In 1540, Thomas Cromwell, chief minister to King Henry VIII of England, an influential proponent of English Reformation and involved with arranging and ending a number of his marriages, was executed on the grounds of treason and heresy. He was executed without trial. Ironically on the same day, King Henry VIII married his fifth wife, Catherine Howard, cousin to his second wife, Anne Boleyn. She would later be beheaded for adultery.
In 1821, José de San Martín publicly announced the independence of Peru days after the Act of Independence was signed in Lima, the nation’s capital. The war to liberate the country from Spanish colonial rule came following the liberation of Chile and to ensure other parts of South America would remain free from any potential strongholds of Spanish dominion.

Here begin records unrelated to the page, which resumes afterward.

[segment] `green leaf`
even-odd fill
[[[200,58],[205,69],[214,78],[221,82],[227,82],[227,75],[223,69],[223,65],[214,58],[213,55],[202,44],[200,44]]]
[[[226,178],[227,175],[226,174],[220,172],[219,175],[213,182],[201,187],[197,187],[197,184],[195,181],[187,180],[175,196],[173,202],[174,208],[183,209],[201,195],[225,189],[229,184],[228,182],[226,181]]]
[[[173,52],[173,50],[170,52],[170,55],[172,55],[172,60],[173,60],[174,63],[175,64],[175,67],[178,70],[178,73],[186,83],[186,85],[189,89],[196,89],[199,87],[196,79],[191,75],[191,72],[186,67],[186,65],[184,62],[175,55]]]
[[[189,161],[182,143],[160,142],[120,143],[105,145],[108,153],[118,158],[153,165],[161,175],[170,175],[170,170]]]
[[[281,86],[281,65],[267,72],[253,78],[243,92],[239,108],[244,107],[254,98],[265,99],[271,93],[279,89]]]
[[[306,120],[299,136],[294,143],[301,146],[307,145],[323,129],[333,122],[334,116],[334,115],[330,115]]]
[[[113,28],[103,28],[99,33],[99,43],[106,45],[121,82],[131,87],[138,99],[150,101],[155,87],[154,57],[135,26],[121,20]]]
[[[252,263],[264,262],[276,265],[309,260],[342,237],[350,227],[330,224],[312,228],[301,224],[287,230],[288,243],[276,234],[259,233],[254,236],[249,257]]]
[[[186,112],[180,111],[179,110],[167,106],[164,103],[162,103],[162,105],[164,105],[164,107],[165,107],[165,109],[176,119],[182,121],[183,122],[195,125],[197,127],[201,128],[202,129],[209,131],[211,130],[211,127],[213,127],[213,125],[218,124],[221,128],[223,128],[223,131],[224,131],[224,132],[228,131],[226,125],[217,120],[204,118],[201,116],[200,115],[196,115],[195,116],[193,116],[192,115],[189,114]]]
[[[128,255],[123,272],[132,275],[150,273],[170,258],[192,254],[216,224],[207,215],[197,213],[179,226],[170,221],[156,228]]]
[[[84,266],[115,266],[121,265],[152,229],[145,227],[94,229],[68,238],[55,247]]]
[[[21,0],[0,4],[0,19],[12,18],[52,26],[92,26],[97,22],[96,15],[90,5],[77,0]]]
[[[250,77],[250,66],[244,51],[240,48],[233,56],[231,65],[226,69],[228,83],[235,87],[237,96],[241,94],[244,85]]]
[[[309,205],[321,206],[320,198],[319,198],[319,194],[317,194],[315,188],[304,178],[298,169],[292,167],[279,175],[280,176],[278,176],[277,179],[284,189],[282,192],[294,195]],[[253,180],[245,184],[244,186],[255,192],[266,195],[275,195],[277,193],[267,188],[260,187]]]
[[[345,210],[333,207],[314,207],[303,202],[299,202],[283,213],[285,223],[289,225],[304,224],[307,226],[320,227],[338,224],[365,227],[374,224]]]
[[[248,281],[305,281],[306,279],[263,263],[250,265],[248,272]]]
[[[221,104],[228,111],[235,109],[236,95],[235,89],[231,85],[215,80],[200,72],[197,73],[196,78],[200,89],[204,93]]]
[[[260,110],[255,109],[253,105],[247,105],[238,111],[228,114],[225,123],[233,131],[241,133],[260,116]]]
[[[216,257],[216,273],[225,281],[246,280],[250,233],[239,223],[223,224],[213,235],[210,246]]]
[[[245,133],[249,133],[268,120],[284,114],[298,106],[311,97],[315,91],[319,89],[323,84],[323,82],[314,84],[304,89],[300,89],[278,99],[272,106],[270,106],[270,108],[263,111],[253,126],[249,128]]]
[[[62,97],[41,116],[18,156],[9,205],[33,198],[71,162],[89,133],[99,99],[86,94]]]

In 1915, 330 US Marines arrive in Haiti at Port-au-Prince, beginning a 19-year long occupation of the nation by American forces. President Woodrow Wilson approved the occupation following four years of internal turmoil in Haiti, along with fears and suspicions of German interference in the island nation, especially following the outbreak of the First World War in 1914. This occupation was part of the Banana Wars, a series of US military operations in Central America and the Caribbean from 1898 to 1934.
A Notable Birth
1866 – Helen Beatrix Potter (d. 1943) was a British Children’s author and illustrator. Her interest in the natural sciences—including research in mycology—would lead her to eventually self-publish The Tale of Peter Rabbit in 1902. She would also breed sheep and was involved with land conservation.
A Notable Death
1969 – Ramón Grau San Martín (b. 1881) was a Cuban physician and politician. He became the President of Cuba for the first time following the 1933 Revolution, serving for 100 days, and was elected once more in 1944. He would oppose Batista’s coup, though permanently retired from public life following the rise of Fidel Castro.